Three years to fluency in any language!!

If you google “fluency in ..months” you will find lots of web sites promising fluency in weeks or a few months. Who is kidding whom?

It struck me that most language learners would be very happy to achieve genuine fluency in three years.  Most language learners do not do it as a full time job. Three years to transform yourself into a fluent speaker of another language? Yeah!!.

If we look at what fluency can mean in terms of understanding another culture, more meaningful interaction with people of a different background, increased pleasure from movies, books, travel and other forms of personal and even professional rewards, yeah..three years!! Promise?

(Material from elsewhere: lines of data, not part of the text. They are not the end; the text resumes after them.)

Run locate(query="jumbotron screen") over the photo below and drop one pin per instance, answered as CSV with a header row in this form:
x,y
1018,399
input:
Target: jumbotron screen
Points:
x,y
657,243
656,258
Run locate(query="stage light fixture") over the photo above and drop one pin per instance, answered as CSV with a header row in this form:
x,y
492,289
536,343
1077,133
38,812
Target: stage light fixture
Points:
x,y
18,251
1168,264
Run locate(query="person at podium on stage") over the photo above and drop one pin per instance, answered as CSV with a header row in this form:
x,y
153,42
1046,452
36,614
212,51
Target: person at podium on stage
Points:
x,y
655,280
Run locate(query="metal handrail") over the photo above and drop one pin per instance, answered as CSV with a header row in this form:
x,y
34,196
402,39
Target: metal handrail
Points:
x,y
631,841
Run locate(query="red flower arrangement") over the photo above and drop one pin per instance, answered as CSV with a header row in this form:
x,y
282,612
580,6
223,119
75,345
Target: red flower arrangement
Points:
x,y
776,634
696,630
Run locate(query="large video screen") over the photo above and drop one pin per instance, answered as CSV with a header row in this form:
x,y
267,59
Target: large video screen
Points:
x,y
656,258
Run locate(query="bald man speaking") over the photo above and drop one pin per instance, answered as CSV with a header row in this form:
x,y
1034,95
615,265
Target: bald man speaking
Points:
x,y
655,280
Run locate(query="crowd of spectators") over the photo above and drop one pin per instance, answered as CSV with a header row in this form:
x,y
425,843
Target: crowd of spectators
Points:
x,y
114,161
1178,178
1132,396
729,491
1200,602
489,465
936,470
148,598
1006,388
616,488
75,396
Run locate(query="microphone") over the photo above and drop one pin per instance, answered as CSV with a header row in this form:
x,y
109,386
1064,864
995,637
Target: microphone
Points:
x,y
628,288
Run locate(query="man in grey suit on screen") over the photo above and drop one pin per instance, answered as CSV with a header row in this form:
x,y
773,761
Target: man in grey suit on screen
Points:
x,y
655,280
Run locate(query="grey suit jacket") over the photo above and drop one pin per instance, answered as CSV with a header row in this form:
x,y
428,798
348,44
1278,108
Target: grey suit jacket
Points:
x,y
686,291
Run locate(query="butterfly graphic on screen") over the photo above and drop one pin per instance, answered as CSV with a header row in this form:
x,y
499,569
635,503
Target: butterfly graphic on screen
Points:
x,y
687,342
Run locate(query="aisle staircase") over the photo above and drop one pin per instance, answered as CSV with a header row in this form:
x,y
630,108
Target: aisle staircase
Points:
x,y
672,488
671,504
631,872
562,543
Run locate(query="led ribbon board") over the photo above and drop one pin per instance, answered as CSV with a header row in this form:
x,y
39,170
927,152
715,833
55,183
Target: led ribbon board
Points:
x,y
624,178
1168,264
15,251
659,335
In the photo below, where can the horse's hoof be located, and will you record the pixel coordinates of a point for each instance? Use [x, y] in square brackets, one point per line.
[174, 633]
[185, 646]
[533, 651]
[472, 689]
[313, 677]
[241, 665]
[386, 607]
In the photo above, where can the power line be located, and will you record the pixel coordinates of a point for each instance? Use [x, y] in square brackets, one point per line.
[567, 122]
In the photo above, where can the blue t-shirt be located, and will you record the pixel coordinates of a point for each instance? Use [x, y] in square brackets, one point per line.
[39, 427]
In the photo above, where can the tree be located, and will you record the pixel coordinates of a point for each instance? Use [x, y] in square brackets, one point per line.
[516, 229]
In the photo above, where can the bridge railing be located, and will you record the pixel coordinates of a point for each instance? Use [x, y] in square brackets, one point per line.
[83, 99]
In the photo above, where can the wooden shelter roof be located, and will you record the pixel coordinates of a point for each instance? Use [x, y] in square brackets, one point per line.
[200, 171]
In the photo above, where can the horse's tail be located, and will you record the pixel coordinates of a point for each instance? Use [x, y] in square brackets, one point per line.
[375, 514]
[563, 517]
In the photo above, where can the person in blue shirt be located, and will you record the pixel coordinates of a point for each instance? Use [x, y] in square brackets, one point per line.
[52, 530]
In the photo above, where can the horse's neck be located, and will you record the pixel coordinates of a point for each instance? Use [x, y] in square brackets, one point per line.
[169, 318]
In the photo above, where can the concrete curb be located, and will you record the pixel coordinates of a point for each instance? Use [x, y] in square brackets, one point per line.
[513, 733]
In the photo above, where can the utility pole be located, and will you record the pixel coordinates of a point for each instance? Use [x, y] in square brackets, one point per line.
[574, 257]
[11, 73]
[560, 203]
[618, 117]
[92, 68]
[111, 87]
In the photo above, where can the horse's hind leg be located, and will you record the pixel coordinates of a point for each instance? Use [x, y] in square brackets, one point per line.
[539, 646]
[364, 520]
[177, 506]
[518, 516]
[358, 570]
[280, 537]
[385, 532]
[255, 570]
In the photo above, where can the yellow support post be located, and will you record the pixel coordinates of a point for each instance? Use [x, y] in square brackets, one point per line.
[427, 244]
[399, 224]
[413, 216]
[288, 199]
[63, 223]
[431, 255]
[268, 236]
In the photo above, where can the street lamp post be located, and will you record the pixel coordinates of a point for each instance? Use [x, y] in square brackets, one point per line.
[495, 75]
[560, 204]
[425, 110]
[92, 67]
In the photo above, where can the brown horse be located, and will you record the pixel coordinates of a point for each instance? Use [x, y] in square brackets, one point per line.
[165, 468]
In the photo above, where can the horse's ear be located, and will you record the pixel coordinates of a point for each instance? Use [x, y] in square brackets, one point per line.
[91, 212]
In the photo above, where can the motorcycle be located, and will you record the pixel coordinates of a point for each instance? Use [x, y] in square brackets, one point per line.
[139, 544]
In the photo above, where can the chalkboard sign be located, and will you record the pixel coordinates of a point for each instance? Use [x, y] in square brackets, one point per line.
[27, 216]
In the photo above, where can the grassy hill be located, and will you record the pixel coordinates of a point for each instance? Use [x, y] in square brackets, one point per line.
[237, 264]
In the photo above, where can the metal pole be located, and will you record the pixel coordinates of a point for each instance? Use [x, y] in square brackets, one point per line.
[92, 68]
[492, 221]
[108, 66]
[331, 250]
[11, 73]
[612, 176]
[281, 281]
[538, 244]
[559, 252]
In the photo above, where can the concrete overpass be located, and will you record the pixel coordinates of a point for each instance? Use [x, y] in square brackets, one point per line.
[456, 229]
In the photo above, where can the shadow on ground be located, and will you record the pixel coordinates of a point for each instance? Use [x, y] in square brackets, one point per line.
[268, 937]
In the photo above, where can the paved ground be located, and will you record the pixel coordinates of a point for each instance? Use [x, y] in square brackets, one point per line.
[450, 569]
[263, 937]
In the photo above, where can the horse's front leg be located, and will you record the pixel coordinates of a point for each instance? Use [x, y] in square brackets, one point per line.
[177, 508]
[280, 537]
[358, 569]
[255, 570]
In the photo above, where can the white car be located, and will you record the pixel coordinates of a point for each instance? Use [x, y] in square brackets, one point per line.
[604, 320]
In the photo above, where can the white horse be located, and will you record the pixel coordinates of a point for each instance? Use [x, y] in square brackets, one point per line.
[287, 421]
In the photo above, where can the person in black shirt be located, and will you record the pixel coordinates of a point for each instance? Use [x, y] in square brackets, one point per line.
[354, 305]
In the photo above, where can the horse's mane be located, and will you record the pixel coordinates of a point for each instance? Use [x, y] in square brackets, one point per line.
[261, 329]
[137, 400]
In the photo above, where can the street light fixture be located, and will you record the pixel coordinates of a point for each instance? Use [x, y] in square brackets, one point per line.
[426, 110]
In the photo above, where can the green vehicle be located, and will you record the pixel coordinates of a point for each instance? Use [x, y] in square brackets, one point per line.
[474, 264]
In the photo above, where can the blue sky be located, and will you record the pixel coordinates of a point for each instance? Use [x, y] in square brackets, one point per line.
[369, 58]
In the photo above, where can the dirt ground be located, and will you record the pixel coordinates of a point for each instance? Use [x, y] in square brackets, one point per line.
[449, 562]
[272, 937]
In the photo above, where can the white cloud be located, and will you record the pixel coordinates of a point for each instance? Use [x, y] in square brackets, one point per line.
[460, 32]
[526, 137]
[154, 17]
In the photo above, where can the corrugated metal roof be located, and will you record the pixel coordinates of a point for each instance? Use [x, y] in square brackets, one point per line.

Why pretend it is going to take less? In my own continuing love affair with Russian, and ongoing side flings with Spanish, Portuguese, Italian, Korean and others, I would not want it to take less,

The critical period hypothesis

Here is a presentation at TED which again stresses how we become less proficient language learners as we get older.

I have seen so many people past their 20s do very well at difficult languages like Chinese and Japanese, that I simply do not buy this. I also know that I am a much better language learner today than when I was in school. The reason is simply that I am more motivated, more experienced and more confident in my language learning.